Mindful of that, Romney is entering the final phase of the Iowa campaign with a confident air — and a push to win the contest after trying to lower expectations. He spent heavily here in 2008 only to lose big.

Romney was launching a bus tour of Iowa Tuesday and starting to make his closing argument — essentially the same as his opening argument — that he is the strongest Republican to take on Obama on the No. 1 issue, the economy. Romney also was dispatching surrogates from nearby states, including South Dakota Sen. John Thune, former Minnesota Sen. Norm Coleman and former Missouri Sen. Jim Talent, to campaign in Iowa. His campaign also urged supporters during a conference call Monday to sign up to represent Romney at the caucuses — essentially meetings of GOP activists in the state's 1,774 precincts — and to stand up to speak on behalf of the campaign.

Romney planned to spend four full days in the state, by far his longest trip in four years, to woo a fickle GOP electorate that hasn't settled on a front-runner.

Of all the candidates, only former Pennsylvania Sen. Rick Santorum has been denied a moment in the spotlight — even though he's scoured every corner of the state and, in recent days, has collected endorsements from key leaders in Iowa's influential social conservative movement. He urged more than 100 people in the ballroom of Mason City's historic Park Hotel on Tuesday to stick to their principles, saying: "We need this election to be about someone who is a conservative, and proud of it."

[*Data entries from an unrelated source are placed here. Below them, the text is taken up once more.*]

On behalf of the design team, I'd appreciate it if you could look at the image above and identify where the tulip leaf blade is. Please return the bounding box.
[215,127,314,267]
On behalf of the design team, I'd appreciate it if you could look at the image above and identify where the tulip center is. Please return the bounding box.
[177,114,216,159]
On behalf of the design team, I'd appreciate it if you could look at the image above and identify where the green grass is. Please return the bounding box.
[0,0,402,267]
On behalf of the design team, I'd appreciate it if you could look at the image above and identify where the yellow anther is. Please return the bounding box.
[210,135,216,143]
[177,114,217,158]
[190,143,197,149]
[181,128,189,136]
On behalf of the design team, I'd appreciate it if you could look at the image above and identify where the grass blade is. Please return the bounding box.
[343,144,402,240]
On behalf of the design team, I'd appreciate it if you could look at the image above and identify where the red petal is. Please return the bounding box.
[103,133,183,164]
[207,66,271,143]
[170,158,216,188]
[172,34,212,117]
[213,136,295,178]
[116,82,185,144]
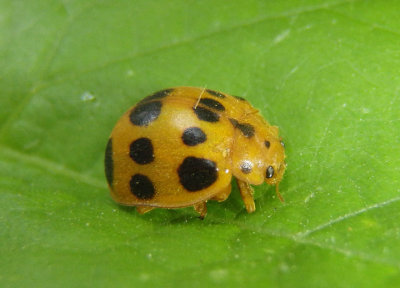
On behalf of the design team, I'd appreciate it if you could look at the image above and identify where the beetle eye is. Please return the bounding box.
[266,166,274,178]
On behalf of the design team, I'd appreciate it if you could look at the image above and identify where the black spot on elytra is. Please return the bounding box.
[229,118,255,138]
[104,138,114,186]
[240,160,253,174]
[182,127,207,146]
[193,106,219,122]
[206,89,225,99]
[129,138,154,164]
[129,174,155,200]
[178,157,218,192]
[199,98,225,111]
[139,89,174,104]
[232,95,246,101]
[129,101,162,126]
[229,118,239,128]
[265,166,274,178]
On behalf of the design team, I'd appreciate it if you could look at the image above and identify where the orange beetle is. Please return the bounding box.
[105,87,286,218]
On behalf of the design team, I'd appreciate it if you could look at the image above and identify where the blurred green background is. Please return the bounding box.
[0,0,400,287]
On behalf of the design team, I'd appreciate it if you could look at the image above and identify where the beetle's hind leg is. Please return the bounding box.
[236,178,256,213]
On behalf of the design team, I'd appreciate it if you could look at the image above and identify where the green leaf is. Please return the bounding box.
[0,0,400,287]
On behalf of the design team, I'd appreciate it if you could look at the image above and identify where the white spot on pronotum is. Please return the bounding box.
[274,29,290,44]
[81,91,96,102]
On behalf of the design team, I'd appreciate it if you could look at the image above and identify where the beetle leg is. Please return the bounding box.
[193,201,207,220]
[236,179,256,213]
[136,206,154,214]
[211,183,232,202]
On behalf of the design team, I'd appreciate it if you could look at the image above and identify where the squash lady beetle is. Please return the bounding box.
[105,87,286,218]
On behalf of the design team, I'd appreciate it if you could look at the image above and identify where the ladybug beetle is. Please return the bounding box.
[105,87,286,218]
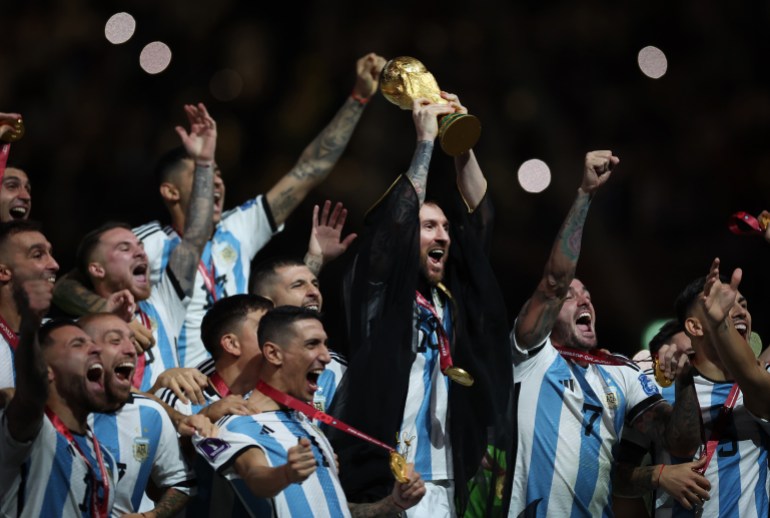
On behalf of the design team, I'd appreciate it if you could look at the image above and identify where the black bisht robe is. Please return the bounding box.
[327,176,515,513]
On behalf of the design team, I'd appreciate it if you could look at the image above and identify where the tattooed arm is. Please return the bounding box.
[266,53,385,225]
[139,487,190,518]
[514,151,620,350]
[168,103,217,296]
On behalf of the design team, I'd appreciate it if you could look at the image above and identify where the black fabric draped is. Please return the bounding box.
[328,176,513,511]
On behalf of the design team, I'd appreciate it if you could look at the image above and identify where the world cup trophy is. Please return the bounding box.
[380,56,481,156]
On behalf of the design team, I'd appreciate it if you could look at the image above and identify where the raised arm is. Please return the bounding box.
[168,103,217,296]
[304,200,357,277]
[514,151,620,350]
[6,280,53,442]
[266,53,385,225]
[700,258,770,419]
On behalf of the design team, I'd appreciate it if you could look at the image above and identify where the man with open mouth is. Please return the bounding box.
[509,150,700,516]
[0,167,32,223]
[83,313,195,516]
[328,92,512,517]
[620,259,770,517]
[0,220,59,388]
[194,306,425,518]
[56,53,385,374]
[0,279,118,518]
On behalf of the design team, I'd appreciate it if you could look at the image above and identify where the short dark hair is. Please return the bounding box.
[75,221,132,280]
[0,219,42,251]
[155,146,192,185]
[201,294,273,361]
[37,318,80,347]
[674,275,730,327]
[257,306,321,349]
[649,318,684,356]
[249,256,307,297]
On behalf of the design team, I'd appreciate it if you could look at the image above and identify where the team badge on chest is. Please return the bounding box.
[133,437,150,462]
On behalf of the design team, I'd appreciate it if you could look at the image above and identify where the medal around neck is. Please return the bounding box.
[655,358,674,388]
[380,56,481,156]
[444,365,474,387]
[0,119,24,142]
[390,451,409,484]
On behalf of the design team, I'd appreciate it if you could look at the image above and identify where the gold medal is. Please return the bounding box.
[655,358,674,388]
[444,366,473,387]
[390,451,409,484]
[0,119,24,142]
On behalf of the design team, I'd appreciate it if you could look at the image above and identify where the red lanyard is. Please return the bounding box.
[553,344,634,365]
[45,407,110,518]
[0,142,11,183]
[198,262,217,302]
[131,308,152,389]
[209,371,230,398]
[257,380,396,452]
[0,314,19,351]
[698,383,741,475]
[415,291,452,372]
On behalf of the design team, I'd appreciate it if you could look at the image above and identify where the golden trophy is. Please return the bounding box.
[380,56,481,156]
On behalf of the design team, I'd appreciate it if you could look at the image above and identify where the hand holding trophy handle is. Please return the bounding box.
[380,56,481,156]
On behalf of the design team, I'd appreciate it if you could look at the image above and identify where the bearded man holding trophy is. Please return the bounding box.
[329,57,513,517]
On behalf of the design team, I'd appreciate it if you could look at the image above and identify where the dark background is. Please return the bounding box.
[6,0,770,360]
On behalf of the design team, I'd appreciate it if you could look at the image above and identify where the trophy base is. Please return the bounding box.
[438,113,481,156]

In a race with no shortage of leaders this year, Paul has been the latest to become a leading, non-establishment alternative to Romney. But the newfound status has brought new scrutiny over Paul's unorthodox, non-interventionist foreign policy views and statements that appeared in newsletters he published in the early 1990s when he was not serving in Congress.

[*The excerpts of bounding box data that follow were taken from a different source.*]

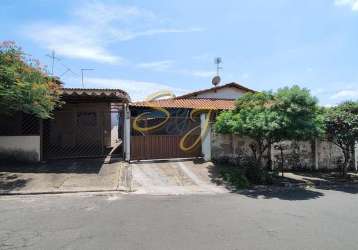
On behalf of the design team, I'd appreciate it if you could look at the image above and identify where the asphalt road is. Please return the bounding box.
[0,189,358,250]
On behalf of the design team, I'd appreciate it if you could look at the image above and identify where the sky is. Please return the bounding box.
[0,0,358,106]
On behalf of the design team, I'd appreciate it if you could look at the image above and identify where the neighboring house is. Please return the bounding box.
[125,83,255,160]
[0,88,130,161]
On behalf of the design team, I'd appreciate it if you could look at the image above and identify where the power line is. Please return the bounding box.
[60,63,79,78]
[81,69,94,88]
[46,50,61,76]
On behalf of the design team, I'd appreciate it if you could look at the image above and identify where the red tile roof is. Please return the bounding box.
[130,98,235,110]
[176,82,256,99]
[60,88,130,102]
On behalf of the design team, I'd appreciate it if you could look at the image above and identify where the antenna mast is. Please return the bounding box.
[214,57,222,76]
[46,50,60,76]
[81,69,94,88]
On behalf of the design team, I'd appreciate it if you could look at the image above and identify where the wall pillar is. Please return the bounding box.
[314,138,319,170]
[353,141,358,171]
[123,105,131,161]
[200,113,211,161]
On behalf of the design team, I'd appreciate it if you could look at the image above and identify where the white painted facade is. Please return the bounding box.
[0,135,41,161]
[190,86,247,99]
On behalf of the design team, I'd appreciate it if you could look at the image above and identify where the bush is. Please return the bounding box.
[215,162,278,190]
[219,166,250,189]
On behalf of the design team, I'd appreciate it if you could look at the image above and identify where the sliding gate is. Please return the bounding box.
[130,114,201,160]
[43,110,123,159]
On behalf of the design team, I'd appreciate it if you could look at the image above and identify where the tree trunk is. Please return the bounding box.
[342,149,350,176]
[267,143,272,170]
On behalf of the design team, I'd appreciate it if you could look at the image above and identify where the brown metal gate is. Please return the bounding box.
[130,117,202,160]
[43,110,121,160]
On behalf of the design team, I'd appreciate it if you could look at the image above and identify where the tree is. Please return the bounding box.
[0,42,61,118]
[272,85,324,140]
[216,86,323,170]
[215,92,282,167]
[324,101,358,176]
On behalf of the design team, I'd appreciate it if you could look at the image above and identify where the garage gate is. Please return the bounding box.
[130,117,202,160]
[43,109,122,160]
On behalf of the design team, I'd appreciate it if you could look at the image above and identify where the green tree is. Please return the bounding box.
[216,86,323,170]
[215,92,282,167]
[0,42,60,118]
[272,85,324,140]
[324,101,358,175]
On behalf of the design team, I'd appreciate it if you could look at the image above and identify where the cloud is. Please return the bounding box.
[334,0,358,11]
[137,60,174,71]
[137,60,215,78]
[27,23,123,64]
[111,28,203,41]
[23,1,202,64]
[78,78,189,101]
[331,89,358,99]
[70,1,155,24]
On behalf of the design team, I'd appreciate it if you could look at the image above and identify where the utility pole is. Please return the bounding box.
[46,50,61,76]
[214,57,223,76]
[81,69,94,88]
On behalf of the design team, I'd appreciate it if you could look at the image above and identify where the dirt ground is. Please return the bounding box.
[0,159,125,194]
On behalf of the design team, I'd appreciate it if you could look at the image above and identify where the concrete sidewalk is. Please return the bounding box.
[0,159,127,195]
[130,160,228,195]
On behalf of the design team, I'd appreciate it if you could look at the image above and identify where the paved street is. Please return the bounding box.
[0,159,126,194]
[130,160,228,194]
[0,188,358,250]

Among the statements: "Homosexuals, not to speak of the rest of society, were far better off when social pressure forced them to hide their activities." Another newsletter passage said "if you have ever been robbed by a black teen-aged male, you know how unbelievably fleet-footed they can be." Paul previously said such material was the work of ghostwriters, while acknowledging he bore "some moral responsibility" for it.

It's all enough to worry some Iowa Republicans that Paul could marginalize the caucuses' impact should he win.

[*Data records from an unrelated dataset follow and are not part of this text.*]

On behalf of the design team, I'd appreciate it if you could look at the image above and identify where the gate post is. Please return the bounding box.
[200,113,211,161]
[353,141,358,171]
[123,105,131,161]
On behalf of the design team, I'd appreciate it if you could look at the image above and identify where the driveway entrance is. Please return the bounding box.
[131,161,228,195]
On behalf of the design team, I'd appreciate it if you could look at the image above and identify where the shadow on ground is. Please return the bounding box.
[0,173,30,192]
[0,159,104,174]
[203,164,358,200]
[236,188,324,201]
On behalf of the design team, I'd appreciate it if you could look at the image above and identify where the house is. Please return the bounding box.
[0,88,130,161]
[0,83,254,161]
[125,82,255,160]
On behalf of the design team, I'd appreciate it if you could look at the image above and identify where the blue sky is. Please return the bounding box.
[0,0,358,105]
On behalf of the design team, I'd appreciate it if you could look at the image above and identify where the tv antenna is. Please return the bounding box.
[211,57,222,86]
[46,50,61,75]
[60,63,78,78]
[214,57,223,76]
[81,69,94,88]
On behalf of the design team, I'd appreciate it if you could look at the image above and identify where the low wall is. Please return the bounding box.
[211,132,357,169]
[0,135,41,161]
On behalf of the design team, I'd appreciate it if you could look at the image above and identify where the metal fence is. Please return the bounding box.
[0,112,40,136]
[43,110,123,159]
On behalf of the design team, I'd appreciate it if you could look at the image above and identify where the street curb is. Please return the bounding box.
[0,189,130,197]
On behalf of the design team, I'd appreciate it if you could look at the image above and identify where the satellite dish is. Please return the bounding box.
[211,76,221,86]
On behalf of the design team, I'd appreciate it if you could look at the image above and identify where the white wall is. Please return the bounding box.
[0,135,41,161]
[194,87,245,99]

"The moderate and establishment Republicans are scared Ron Paul is going to have a good showing. If he wins Iowa, it's going to diminish the clout Iowa has," said Mark Greenfield, chairman of the Hamilton County GOP who initially backed Perry but switched to Romney within the last two weeks, describing him as an "electable leader."

Santorum put it this way: "The things most Iowans like about Ron Paul are the things he's least likely to accomplish," like Paul's plan to cut the deficit by $1 trillion in his first year, "and the things most Iowans are worried about about Ron Paul are the things he can accomplish."

Before Paul, Gingrich was at the top of the heap but he has slid in the wake of an onslaught of negative TV and radio ads — from both Paul and allies of Romney's — highlighting his collaboration on climate change with Democratic House Leader Nancy Pelosi and his consulting work for the federally backed mortgage giant Freddie Mac after he left the House. Leaflets noting his two divorces and acknowledged marital infidelity also have popped up across the state. Combined the attacks have damaged him — perhaps irreversibly so.

Minnesota Rep. Michele Bachmann experienced a burst in popularity several months ago but wasn't able to sustain it.

Perry, however, seems to be running slightly stronger than he has in months. He's drawn large, enthusiastic crowds during a bus tour and aides to rival candidates say favorability toward Perry is rising, though probably not enough to give him the late-game burst of momentum he'd need to win in Iowa. It's a sign that the roughly $5 million Perry has spent on advertising since late October, combined with more than $1 million from a super PAC that supports his candidacy, may be paying dividends.